D'importantes hausses d'impôt déjà votées
S'agissant des recettes, 45,5 milliards seraient donc à trouver (40 milliards pour la baisse du déficit, 5,5 milliards pour couvrir les allègements fiscaux du programme). Mais 32,6 milliards de hausses d'impôts sont déjà votés depuis la fin 2012, comme l'a détaillé Bercy. La suppression de la Prime pour l'emploi - qui est donc remplacée par un nouveau système d'allègement de charges- rapporterait 2,5 milliards, tandis que l'impôt minimal sur les grands groupes représenterait un gain de 3 milliards. Par ailleurs, la taxes sur les transactions financières élargie aux produits dérivés rapporterait 3 milliards d'euros.

Des interrogations subsistent
Cet ensemble paraît d'une rigueur inattaquable. Mais, au-delà de l'incertitude sur les économies affichées, certains choix prêtent néanmoins à débat. Ainsi, la division par deux des droits de mutation (sur les ventes de logements), promise par le candidat Sarkozy représenterait un manque à gagner de 4 à 5 milliards d'euros pour les collectivités locales, selon les estimations indépendantes. L'équipe de Nicolas Sarkozy l'évalue, elle, à 2,5 milliards. Et estime finalement qu'il n'y pas lieu de prendre en compte ce manque à gagner, car « son coût sera compensé par l'augmentation des transactions immobilières » et l'augmentation des droits à construire de 30%. Un raisonnement typiquement keynésien, selon lequel une baisse d'impôt provoque une relance et une hausse des volumes, qui compense in fine l'allègement fiscal initialement décidé.

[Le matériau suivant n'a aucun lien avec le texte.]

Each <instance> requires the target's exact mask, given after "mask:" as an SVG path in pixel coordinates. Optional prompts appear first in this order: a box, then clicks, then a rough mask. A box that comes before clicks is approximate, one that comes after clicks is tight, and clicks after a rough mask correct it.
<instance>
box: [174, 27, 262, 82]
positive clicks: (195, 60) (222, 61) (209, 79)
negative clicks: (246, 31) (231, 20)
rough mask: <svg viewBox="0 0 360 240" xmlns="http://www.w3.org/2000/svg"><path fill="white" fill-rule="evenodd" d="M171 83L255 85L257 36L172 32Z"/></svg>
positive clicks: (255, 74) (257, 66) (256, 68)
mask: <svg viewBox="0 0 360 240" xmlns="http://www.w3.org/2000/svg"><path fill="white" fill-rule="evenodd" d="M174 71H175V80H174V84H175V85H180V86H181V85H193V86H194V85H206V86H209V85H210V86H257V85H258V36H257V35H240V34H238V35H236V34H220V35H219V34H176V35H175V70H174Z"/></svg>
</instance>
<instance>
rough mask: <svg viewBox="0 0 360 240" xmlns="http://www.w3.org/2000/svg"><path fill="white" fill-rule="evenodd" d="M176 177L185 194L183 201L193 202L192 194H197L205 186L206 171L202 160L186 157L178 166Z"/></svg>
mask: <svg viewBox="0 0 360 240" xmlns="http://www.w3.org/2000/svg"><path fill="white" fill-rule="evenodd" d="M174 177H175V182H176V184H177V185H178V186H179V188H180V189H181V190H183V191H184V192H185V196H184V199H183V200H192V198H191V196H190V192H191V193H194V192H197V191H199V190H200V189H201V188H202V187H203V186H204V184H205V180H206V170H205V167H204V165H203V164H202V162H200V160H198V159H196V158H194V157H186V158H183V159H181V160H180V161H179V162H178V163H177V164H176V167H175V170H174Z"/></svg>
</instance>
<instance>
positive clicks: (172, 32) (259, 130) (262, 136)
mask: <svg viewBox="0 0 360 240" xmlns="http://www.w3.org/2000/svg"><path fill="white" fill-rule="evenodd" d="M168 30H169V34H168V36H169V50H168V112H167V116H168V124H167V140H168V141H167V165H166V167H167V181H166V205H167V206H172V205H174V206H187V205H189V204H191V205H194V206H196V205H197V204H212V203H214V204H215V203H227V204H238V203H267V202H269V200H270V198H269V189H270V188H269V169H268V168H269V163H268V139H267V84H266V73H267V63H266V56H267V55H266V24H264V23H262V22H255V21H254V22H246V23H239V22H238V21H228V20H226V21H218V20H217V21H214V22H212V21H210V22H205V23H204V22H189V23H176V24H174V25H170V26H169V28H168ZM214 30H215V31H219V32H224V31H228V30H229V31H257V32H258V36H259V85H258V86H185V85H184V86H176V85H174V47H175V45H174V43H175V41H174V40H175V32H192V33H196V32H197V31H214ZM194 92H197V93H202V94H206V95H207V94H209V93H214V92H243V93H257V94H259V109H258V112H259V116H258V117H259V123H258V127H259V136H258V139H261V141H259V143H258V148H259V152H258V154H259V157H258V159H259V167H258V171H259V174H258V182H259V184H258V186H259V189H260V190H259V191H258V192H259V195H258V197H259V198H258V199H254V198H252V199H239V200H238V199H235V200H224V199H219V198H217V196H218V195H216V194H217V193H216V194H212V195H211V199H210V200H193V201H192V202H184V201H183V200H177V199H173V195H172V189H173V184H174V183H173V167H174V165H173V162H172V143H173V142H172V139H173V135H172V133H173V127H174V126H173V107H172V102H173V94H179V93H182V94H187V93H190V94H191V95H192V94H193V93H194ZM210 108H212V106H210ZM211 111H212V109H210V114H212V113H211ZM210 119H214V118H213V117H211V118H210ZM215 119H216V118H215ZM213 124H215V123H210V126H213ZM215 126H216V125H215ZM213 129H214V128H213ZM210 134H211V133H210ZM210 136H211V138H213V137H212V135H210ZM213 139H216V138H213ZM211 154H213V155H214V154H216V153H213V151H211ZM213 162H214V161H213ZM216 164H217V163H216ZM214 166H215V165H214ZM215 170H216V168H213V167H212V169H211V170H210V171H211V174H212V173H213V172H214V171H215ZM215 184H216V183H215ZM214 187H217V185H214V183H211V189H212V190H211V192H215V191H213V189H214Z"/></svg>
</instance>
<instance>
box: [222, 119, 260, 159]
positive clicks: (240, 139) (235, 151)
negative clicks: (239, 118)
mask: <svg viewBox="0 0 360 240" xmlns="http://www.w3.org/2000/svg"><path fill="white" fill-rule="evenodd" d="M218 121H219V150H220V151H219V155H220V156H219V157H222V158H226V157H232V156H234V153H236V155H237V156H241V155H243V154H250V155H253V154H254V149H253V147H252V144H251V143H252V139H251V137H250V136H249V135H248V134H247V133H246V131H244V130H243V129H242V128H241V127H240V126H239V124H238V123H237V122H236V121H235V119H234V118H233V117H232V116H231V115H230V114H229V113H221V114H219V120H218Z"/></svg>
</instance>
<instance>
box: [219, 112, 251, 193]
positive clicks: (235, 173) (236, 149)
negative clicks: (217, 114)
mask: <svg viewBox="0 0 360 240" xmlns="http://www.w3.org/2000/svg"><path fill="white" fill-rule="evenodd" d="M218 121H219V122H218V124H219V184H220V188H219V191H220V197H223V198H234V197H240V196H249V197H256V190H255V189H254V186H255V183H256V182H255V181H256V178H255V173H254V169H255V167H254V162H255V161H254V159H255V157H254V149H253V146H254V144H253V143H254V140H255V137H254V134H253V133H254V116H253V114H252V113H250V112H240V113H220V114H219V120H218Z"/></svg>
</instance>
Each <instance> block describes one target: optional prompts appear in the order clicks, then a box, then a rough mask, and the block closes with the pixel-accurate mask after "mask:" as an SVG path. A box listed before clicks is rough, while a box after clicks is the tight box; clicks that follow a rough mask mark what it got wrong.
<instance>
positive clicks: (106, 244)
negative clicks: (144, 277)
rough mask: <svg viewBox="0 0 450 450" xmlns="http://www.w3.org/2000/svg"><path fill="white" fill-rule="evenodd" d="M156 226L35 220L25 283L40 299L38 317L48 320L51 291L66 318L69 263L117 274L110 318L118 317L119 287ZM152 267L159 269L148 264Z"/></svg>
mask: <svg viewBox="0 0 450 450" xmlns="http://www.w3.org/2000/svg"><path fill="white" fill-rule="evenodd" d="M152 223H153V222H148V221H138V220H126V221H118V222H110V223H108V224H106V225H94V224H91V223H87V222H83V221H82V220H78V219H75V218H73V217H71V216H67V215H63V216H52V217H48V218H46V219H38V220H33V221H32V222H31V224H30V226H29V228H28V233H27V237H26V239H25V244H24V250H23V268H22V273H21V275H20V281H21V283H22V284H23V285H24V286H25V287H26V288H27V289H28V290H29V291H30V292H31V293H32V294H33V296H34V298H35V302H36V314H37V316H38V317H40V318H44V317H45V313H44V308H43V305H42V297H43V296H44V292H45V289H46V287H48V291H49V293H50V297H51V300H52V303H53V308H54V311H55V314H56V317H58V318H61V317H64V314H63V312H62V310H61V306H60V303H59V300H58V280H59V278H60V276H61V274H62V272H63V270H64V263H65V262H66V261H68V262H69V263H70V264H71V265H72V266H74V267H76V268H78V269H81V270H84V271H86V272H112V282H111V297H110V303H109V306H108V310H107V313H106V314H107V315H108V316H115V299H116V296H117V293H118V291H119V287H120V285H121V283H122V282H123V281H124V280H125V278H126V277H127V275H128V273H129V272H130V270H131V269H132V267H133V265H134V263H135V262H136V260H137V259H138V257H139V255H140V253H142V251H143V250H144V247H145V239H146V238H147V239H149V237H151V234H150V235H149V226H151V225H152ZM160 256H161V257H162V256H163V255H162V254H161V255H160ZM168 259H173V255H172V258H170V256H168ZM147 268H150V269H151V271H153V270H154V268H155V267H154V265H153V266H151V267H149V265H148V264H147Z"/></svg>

L'exonération de charges pour l'embauche d'un senior, évaluée à 400 millions d'euros, paraît bien faiblement estimée. Quant à l'outre-mer, l'importante mesure de baisse de charge qu'évoquait récemment Nicolas Sarkozy, en déplacement à la Réunion, ne représenterait finalement que 70 millions d'euros. En outre, l'enveloppe prévue de 200 millions d'euros consacrée au soutien scolaire des élèves en difficulté peut-elle être à la hauteur de l'enjeu ? Sans parler des incertitudes sur les perspectives macro-économiques: croissance de 2% à partir de 2014, rentrées fiscales spontanées dépassant le rythme du PIB....

Autant de questions que se poseront les opérateurs de marché.